How Does Crowdfunding Work?

how does crowdfunding work

There are a lot of pros and equally as many cons to living in the digital age. Cons are things like online trolls, bad reviews on your business, or anonymous messages that make you feel bad. But pros outweigh the cons by a long shot. There is fun videos that make you feel nice, entertaining memes that you can share with your friends. And if you are trying to put together a project, or if you need a little help finishing one, there’s Crowdfunding.

If you are not sure what Crowdfunding is, don’t worry. I am going to teach you all about it in this article. Stick around until the end and you’ll know everything you need to know about this fantastic way of connecting people and making projects together.

How Crowdfunding Works in a Nutshell:

To start things off, crowdfunding is a way for people or companies to complete projects by involving the public. Imagine you are putting together a big time movie, but you only have enough money to rent the cameras. You still need a set, actors, and people who are going to be a part of the crew. You can use this method of funding to bring everyone else into it. It’s like a donation of sorts, but for big projects.

You get to support the cause and get your name in the credits, and someone else gets to have their goal reached so whatever they were trying to save up for can be finished, made, or bought.

A lot of different online influencers use this method to fund their big projects, giving out small rewards to those who choose to give money to the cause. You could get a hat, a t shirt, or you could get a copy of the movie they are making. Some will offer a rebate for a related product.

Know Which Type of Funding You Want.

There are a couple of different types of funding you can choose from. You have to be specific about what you are raising this money for, so that people know exactly where this cash is going and they can decide for themselves if it’s worth giving money to.

1. Investment Funding

The first is investment funding. This means that when people decide to give money to your cause, they become part owner of whatever you are making or selling. They will get a percentage back from whatever profit you make off of this project.

2. Loan-Based Funding

The next is a loan based funding. This is something that you give back once your project is done and you are starting to make money off of it. This is a safe way to handle things if you are sure that what you are making is going to be successful.

3. Donating-Based Funding

Then you have strictly donation based. This means that people put money into it, and they expect nothing in return. They are simply putting their money in because they believe in you and what you are making. You do not have to give them anything in return, you just take the donation and add it to the funds of your project.

4. Reward Funding

Finally, you have reward funding. This is when you have perks that people can get when they fund your project. You can go to a bulk seller and have hats or shirts made, posters or signed postcards, or you can give them the product you are making once it’s finished and ready for the public.

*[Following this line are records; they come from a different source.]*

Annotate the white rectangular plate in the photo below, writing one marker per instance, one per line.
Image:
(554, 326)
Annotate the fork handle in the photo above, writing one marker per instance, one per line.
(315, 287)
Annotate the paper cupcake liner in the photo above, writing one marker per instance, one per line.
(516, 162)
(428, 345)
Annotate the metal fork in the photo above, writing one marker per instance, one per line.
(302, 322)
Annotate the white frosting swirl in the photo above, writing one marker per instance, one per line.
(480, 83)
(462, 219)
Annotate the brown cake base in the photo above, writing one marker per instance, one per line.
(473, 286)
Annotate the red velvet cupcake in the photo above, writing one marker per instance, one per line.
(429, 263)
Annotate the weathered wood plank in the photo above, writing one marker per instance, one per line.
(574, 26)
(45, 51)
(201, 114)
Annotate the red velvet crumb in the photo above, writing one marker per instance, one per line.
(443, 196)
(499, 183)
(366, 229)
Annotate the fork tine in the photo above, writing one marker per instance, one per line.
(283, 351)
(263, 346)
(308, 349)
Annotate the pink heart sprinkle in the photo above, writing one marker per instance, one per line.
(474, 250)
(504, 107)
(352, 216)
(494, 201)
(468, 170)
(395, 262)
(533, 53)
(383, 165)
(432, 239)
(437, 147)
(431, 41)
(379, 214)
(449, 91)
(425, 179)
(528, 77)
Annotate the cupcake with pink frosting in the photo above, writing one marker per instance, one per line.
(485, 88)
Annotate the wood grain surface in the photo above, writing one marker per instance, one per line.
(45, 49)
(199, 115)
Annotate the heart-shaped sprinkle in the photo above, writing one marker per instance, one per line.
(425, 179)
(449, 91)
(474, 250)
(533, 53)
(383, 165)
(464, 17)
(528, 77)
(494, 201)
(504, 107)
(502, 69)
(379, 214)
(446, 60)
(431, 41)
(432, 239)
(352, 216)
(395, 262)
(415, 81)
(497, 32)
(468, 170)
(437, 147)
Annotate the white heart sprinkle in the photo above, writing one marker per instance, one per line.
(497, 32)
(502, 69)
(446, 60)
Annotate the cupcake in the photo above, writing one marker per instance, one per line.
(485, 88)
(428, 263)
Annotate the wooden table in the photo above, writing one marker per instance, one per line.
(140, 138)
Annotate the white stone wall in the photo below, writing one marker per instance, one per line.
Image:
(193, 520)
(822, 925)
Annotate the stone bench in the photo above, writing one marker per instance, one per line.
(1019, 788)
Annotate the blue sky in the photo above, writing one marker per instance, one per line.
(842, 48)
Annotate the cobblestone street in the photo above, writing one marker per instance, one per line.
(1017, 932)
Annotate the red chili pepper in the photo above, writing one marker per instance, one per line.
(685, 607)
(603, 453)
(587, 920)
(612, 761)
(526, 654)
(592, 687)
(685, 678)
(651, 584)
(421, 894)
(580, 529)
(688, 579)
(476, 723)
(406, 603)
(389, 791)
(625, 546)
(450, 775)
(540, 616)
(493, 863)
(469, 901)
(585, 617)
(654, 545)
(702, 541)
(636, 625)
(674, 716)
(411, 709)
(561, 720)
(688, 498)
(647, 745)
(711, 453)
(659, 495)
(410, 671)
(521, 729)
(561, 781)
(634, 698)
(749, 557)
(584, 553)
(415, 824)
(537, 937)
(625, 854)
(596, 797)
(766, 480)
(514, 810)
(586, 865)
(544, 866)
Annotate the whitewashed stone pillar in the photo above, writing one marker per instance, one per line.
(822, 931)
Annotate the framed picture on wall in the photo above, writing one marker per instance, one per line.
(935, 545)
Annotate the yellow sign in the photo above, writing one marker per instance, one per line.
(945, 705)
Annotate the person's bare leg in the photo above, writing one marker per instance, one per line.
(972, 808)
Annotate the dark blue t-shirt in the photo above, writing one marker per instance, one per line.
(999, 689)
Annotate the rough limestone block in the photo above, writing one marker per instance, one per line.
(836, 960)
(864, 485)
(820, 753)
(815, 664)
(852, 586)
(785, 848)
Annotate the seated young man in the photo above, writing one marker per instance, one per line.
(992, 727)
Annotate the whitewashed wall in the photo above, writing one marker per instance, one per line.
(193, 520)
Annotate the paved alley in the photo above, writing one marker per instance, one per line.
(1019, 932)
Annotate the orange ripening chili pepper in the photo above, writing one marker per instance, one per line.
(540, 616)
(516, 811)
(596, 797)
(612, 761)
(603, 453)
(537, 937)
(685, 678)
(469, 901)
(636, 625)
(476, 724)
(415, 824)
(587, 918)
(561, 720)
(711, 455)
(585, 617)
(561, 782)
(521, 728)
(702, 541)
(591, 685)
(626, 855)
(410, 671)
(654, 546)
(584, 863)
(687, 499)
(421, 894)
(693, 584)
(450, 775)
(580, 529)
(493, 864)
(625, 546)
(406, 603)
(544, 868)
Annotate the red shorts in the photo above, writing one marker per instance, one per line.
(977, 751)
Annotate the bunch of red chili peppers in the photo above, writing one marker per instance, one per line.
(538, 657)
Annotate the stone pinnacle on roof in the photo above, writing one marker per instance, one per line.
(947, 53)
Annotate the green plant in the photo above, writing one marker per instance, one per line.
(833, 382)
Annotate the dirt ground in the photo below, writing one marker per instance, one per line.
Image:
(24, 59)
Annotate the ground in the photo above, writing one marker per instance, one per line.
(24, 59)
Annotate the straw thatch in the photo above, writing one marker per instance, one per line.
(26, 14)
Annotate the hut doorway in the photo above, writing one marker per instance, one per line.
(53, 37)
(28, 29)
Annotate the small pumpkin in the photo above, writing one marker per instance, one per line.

Once you figure out which kind of funding you want to do, you start going through the settings. Select how much you need to raise for this dream to become a reality, put in how much you have saved up so far so people know that you are working towards the final goal as well, type in what the money will be used for exactly (actors, cameras, set prices, etc), and anything else that is relevant like the story behind this idea and why people should consider investing their money into this.

Beware Crowdfunding’s Downfalls:

crowdfunding downfalls

There are some downfalls and risks that you should also be aware of before you start up your campaign.

It might be hard to get backers, try introducing the project to a few people to see how they react and find out if they would be willing to help you start it up. You need to know how the public is going to react to this idea before you invest money into it.

If you have invested money into a project like this, it might be hard to get your money back, especially if you are an investor. You are talking a big risk putting money into something that doesn’t have a solid foundation yet. Most of the time, projects don’t reach their end goal. That doesn’t mean the project was abandoned, it just means that you have to put more money into it and it will take longer to pick up off the ground.

Even if your project does lift off the ground, you still aren’t in the clear. You still have to make money off of the project beyond the funding. The funding is just there to pay for the expenses of creating the product, you are in charge of pushing it out to people for them to buy and consume.

As long as you are prepared for these risks, you are prepared for anything. Find a team of supporters, and a group of people who are willing to help you on this project, and get to work on your campaign. There are millions of people out there who are willing to help people make their dreams come true, you just have to give them something to believe in.